During the NCLC, I asked Sen. Cleland’s health aide, Tamara Jones, PhD, whether or not we will ever have socialized medicine in the US. Of course, she flinched then asked me what I thought. Considering the average American baby boomer may have the routine heart surgeries, back surgeries, cancer surgeries, hysterectomy, gall bladder, drug therapy, hospitalization, long-term care, to name just a few major expenses, I wonder how the insurance companies can afford this huge sum of money?

With the current poor quality medical care and the on-going degeneration of the baby boomers, I envision increasing costs, not lowering expenses, in the future despite the guise of HMOs. The medical arsenal of drugs and surgeries can do nothing to prevent disease or to maintain health, consequently the onset of more diseases is inevitable. Obviously the medical profession will never embrace the “ounces of prevention” instead of the “pounds of cure.”
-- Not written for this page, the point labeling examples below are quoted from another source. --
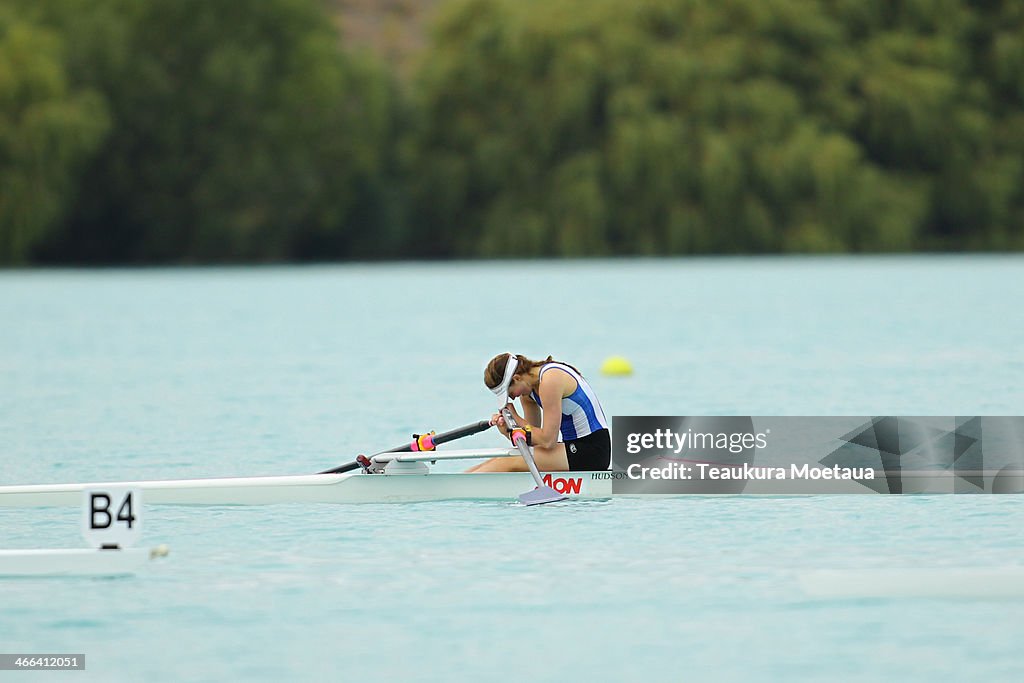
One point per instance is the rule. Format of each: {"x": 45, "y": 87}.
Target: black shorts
{"x": 590, "y": 453}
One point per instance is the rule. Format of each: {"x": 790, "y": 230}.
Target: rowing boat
{"x": 406, "y": 479}
{"x": 77, "y": 561}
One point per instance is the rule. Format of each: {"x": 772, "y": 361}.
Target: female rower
{"x": 555, "y": 398}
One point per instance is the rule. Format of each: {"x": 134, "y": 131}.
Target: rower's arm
{"x": 531, "y": 410}
{"x": 551, "y": 392}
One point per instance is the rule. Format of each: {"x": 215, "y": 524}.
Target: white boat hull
{"x": 75, "y": 562}
{"x": 348, "y": 487}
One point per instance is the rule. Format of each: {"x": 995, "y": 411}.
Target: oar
{"x": 543, "y": 493}
{"x": 421, "y": 442}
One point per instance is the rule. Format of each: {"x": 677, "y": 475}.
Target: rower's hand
{"x": 498, "y": 421}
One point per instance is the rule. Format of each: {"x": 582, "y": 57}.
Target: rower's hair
{"x": 495, "y": 372}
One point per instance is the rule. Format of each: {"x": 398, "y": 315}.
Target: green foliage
{"x": 241, "y": 132}
{"x": 47, "y": 128}
{"x": 677, "y": 126}
{"x": 220, "y": 130}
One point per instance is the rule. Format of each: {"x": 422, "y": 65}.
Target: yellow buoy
{"x": 616, "y": 366}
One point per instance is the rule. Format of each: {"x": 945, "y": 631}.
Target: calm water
{"x": 122, "y": 375}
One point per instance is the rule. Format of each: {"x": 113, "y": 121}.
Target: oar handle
{"x": 421, "y": 443}
{"x": 437, "y": 439}
{"x": 519, "y": 440}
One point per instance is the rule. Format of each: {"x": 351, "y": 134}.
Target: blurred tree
{"x": 47, "y": 128}
{"x": 241, "y": 132}
{"x": 672, "y": 126}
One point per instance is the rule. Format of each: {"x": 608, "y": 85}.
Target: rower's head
{"x": 511, "y": 376}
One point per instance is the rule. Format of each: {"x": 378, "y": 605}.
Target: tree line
{"x": 195, "y": 131}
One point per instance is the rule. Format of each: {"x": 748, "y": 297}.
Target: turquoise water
{"x": 155, "y": 374}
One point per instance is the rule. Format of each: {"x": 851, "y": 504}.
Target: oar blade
{"x": 542, "y": 495}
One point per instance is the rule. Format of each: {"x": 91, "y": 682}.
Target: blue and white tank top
{"x": 582, "y": 414}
Indeed, health care costs will become the number one expense for all Americans—more so than home mortgages, car loans and even college tuitions. When the insurance companies see their lack of cash reserves to cover these huge costs, they will sell out their stock holdings and this mess will inevitably fall into the lap of the government to solve. Then we will have Medicare for everyone like Canada. Mark my word.

[1] Deyo, RA. Low -back pain., Scientific American, pp. 49-53, August 1998.

[2] Deyo RA, Psaty BM, et al. The messenger under attack — intimidation of

researchers by special interest groups. NEJM April 17, 1997;336(16):1176-79.